Key elements of the bill
There are eight key elements to the Bill:
- Formation of a New Homes Ombudsman scheme which is to enable homebuyers to more easily challenge housebuilders’/developers’ service or poor workmanship; helping to improve building quality. After purchasing a new-build home from a developer, the purchaser would be able to submit a complaint against the developer within two years after completion. The complaint will be investigated by an independent ombudsman.
- Creation of the role of a Building Safety Regulator to oversee the safety and performance of all buildings, facilitate improvement in the competence of the industry and building control professionals, and lead to the implementation of the new regulatory framework for high-rise buildings.
- New building regulations will be introduced that require the setting of levels of competence and to stipulate who can undertake certain work.
- Residents in high-rise buildings will have more say in the management of their building and will be able to raise building safety concerns directly with the owners/managers. The owners/managers will have a duty to listen to them. If residents feel that their concerns are being ignored, they can raise them with the Building Safety Regulator.

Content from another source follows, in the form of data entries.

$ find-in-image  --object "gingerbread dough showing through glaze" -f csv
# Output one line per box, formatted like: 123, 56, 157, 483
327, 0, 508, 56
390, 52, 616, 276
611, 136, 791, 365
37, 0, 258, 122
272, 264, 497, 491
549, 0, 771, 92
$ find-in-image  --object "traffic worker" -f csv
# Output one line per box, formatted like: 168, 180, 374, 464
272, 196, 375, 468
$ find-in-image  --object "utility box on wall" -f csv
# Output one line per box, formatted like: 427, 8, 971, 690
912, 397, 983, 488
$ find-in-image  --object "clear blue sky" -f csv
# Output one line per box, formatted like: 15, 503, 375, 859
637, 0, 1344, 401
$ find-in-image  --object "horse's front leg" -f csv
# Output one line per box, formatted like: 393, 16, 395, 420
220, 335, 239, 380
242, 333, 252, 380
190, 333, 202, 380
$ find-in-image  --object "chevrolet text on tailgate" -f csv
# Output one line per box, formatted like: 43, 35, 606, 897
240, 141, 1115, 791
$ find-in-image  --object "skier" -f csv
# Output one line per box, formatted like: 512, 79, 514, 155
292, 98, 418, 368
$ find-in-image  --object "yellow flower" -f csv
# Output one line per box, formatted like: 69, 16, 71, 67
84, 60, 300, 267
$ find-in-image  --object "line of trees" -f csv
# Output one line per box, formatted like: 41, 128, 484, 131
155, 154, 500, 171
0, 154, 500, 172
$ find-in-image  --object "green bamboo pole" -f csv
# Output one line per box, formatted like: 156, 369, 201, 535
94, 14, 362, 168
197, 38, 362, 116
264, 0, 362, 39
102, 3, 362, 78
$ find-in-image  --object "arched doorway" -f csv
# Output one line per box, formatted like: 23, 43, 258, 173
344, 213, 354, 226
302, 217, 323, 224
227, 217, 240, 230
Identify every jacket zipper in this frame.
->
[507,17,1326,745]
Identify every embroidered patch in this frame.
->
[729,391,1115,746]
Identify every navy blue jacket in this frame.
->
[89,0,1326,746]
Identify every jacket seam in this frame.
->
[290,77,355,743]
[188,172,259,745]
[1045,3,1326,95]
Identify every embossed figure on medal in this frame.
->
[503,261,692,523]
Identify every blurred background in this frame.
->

- The Bill seeks to amend the Limitation Act to extend the amount of time available to claim compensation for sub-standard construction work from 6 to 15 years. This will apply retrospectively, meaning that owners of properties built in the last 15 years would be able to bring a claim for defective work.
- Reforms will be made to the regulation of construction materials and to the Regulatory Reform (Fire Safety) Order 2005, expanding the scope, in particular, to external parts of the building.
- Introduction of three gateways during the planning and construction process when building safety issues should be addressed: gateway one covers the planning stage and will utilise existing planning permission processes. Gateway two requires the Building Safety Regulator to be satisfied that the design meets the regulations requirements. Gateway three follows when the construction has been completed, the building control body will assess whether the work carried out meets the Building Regulations. The three gateways combined are intended to create a “golden thread” of safety information.
- Introduction of a new developer tax. This will bea 4% tax on profits for developers whose profits exceed £25million per annum. The intention is that this tax will be used to help fund the Government’s cladding remediation costs.
How will this impact building owners, developers and occupiers?
For building owners all this means that safety risks will need to be carefully managed and safety considered at every stage of a building’s lifetime. Those who do not meet their obligations may face criminal charges. For high-rise buildings, once occupied, an Accountable Person will need to be appointed who will be responsible for ensuring the fire and structural safety is being properly managed in the building. The Accountable Person can be a landlord or freeholder who is in charge of repairing the building.
For developers, the introduction of a new developer tax will have an impact on the largest development companies (with annual profits over £25m). Fire safety risks have to be carefully considered throughout the development and extend to external parts of the building.
For occupiers, the bill provides more protection and, if something goes wrong, more routes to seek a resolution (e.g. through the New Homes Ombudsman scheme).
The Bill is expected to receive Royal Assent in or around April 2022.